Bush Cuts Manufacturing Aid

MEP is scaled back; ATP eliminated.

In his proposed federal budget for fiscal year 2006, President George W. Bush gives the U.S. Commerce Department's Manufacturing Extension Partnership (MEP) a new name and cuts its funding by more than half. The department's Advanced Technology Program gets neither a new name nor any funding for the coming fiscal year.

Actually, the president had no choice but to rename the MEP the Hollings Manufacturing Extension Partnership. The last Congress mandated it, to honor former Sen. Ernest Hollings, D-S.C. It remains to be seen whether a new and more Republican Congress will go along with the White House and give the program $47 million for the spending year beginning Oct. 1 or defy the White House and fund the program at a higher level.

In the current fiscal year, the program, which is designed to improve the competitiveness of U.S.-based small manufacturers, is funded at $117 million. The program is supposed to encourage small manufacturers in the 50 states and Puerto Rico to adopt advanced technologies and best business practices. Individual centers are a partnership among private industry, educational institutions and federal, state and local governments. The Bush administration proposes to "maintain a strong national network of centers while focusing funding on centers' performance and need."

The Advanced Technology Program gets no such semi-encouraging words. "Consistent with the administration's emphasis on shifting resources to reflect changing needs, the 2006 budget proposes to terminate the Advanced Technology Program," says the White House Office of Management and Budget.
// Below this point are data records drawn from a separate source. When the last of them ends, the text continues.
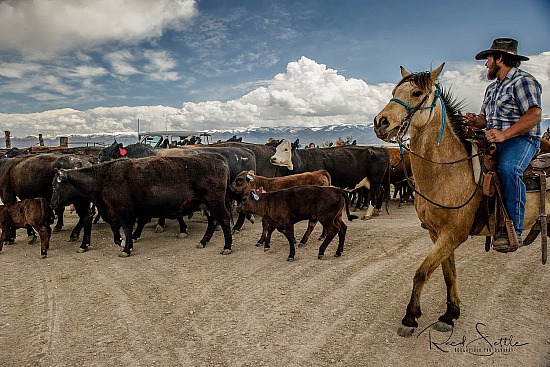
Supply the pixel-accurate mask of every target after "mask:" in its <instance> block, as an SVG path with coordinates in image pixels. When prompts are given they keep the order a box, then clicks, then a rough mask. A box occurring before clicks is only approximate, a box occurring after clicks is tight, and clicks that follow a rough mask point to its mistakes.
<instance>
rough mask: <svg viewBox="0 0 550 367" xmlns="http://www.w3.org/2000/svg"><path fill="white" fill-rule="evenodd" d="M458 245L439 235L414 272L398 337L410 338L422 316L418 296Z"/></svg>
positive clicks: (399, 328)
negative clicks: (438, 236)
mask: <svg viewBox="0 0 550 367" xmlns="http://www.w3.org/2000/svg"><path fill="white" fill-rule="evenodd" d="M458 245H460V243H458V244H454V245H452V244H451V241H450V238H448V237H447V236H441V235H440V236H439V237H438V238H437V240H436V241H435V243H434V245H433V247H432V248H431V250H430V251H429V252H428V255H427V256H426V258H425V259H424V261H422V264H420V266H419V267H418V269H417V270H416V273H415V274H414V278H413V289H412V292H411V298H410V301H409V304H408V305H407V313H406V314H405V317H403V320H402V321H401V324H402V326H401V327H400V328H399V329H398V330H397V333H398V334H399V335H400V336H412V334H413V333H414V331H415V329H416V328H417V327H418V322H417V319H418V318H419V317H420V316H421V315H422V312H421V310H420V295H421V294H422V289H423V288H424V285H425V284H426V282H427V281H428V279H429V278H430V276H431V275H432V273H433V272H434V270H435V269H437V268H438V267H439V265H440V264H441V263H442V262H443V260H445V259H447V258H448V257H449V256H451V254H452V253H453V251H454V250H455V249H456V248H457V247H458Z"/></svg>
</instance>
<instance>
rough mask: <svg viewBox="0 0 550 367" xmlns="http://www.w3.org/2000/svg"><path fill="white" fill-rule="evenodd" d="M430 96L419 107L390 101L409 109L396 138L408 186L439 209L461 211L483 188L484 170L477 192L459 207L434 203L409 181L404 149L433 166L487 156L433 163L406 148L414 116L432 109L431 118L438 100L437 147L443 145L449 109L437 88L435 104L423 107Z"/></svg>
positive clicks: (467, 158) (479, 183) (407, 147)
mask: <svg viewBox="0 0 550 367" xmlns="http://www.w3.org/2000/svg"><path fill="white" fill-rule="evenodd" d="M429 96H430V93H428V94H426V97H424V99H423V100H422V102H420V104H419V105H418V107H413V106H411V105H410V104H408V103H405V102H403V101H402V100H400V99H398V98H392V99H390V101H393V102H396V103H399V104H400V105H401V106H403V107H405V108H406V109H407V111H408V112H409V114H408V115H407V117H406V118H405V120H403V124H402V125H401V127H400V128H399V131H398V133H397V136H396V140H397V142H398V143H399V154H400V155H401V161H402V163H403V170H404V171H405V177H406V180H407V184H408V185H409V188H410V189H411V190H412V191H413V192H414V193H415V194H418V195H419V196H420V197H421V198H423V199H424V200H426V201H427V202H429V203H430V204H432V205H435V206H437V207H439V208H443V209H453V210H454V209H460V208H463V207H465V206H466V205H468V203H469V202H470V201H472V200H473V198H474V197H475V195H476V193H477V191H478V189H479V188H480V187H481V183H482V181H483V172H482V170H480V174H479V178H478V180H477V182H476V188H475V190H474V191H473V192H472V195H471V196H470V197H469V198H468V200H466V202H465V203H463V204H461V205H457V206H447V205H442V204H439V203H436V202H434V201H433V200H431V199H429V198H428V197H426V196H425V195H424V194H422V193H420V192H419V191H418V190H417V189H416V188H415V187H414V186H413V184H412V182H411V180H410V179H409V175H408V172H407V167H406V165H405V159H404V151H403V150H404V149H405V150H407V151H408V152H409V153H411V154H413V155H414V156H416V157H418V158H421V159H423V160H425V161H427V162H430V163H433V164H456V163H461V162H464V161H467V160H472V159H473V158H474V157H476V156H484V155H485V152H484V151H483V152H480V153H477V154H474V155H471V156H468V157H466V158H462V159H459V160H457V161H454V162H435V161H432V160H430V159H428V158H425V157H423V156H421V155H419V154H417V153H415V152H413V151H412V150H411V149H410V148H408V147H406V146H405V145H404V144H403V140H404V139H403V138H404V136H405V134H406V133H407V131H408V130H409V127H410V124H411V121H412V118H413V116H414V114H415V113H416V112H417V111H422V110H426V109H430V116H428V118H430V117H431V115H432V112H433V109H434V108H435V106H436V104H437V100H440V101H441V116H442V117H441V129H440V130H439V136H438V138H437V145H438V146H439V144H440V143H441V139H442V138H443V132H444V131H445V125H446V122H447V109H446V107H445V103H444V101H443V98H442V97H441V92H440V90H439V88H436V90H435V98H434V101H433V103H432V104H431V105H430V106H427V107H426V106H422V105H423V104H425V103H426V101H427V100H428V97H429Z"/></svg>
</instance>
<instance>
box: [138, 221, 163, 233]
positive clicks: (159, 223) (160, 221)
mask: <svg viewBox="0 0 550 367" xmlns="http://www.w3.org/2000/svg"><path fill="white" fill-rule="evenodd" d="M138 221H139V219H138ZM165 228H166V218H164V217H159V220H158V221H157V225H156V226H155V233H162V232H164V229H165ZM140 234H141V232H140Z"/></svg>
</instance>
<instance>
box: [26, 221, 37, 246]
mask: <svg viewBox="0 0 550 367" xmlns="http://www.w3.org/2000/svg"><path fill="white" fill-rule="evenodd" d="M26 228H27V243H28V244H29V245H32V244H33V243H34V242H35V241H36V233H34V229H33V228H32V226H31V225H27V226H26Z"/></svg>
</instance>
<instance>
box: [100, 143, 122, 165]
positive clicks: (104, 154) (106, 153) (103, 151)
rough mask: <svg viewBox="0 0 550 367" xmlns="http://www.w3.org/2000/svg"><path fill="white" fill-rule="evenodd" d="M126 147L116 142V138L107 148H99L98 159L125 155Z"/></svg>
mask: <svg viewBox="0 0 550 367" xmlns="http://www.w3.org/2000/svg"><path fill="white" fill-rule="evenodd" d="M126 153H127V151H126V149H124V147H123V145H122V143H117V142H116V140H115V141H114V142H113V144H111V145H110V146H108V147H107V148H103V149H101V151H100V152H99V161H100V162H106V161H110V160H113V159H118V158H122V157H124V156H126Z"/></svg>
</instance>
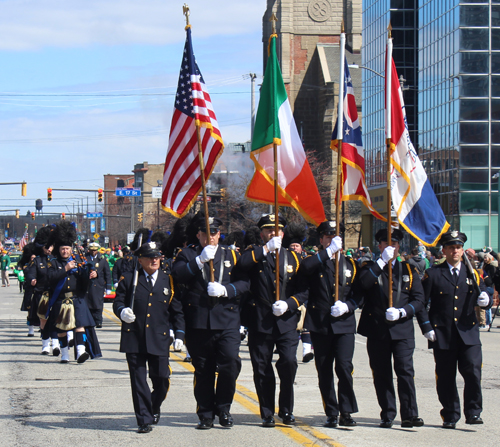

What's more, "no new" grants of assistance are expected to be awarded during this fiscal year.

The ATP was created to speed up the commercialization of high-risk advanced technologies. Its critics, however, have claimed that much of its grant money has gone to large firms that ought to be able to commercialize promising technologies on their own. The ATP is funded at $144 million in the current year, down from $186 million in fiscal year 2004.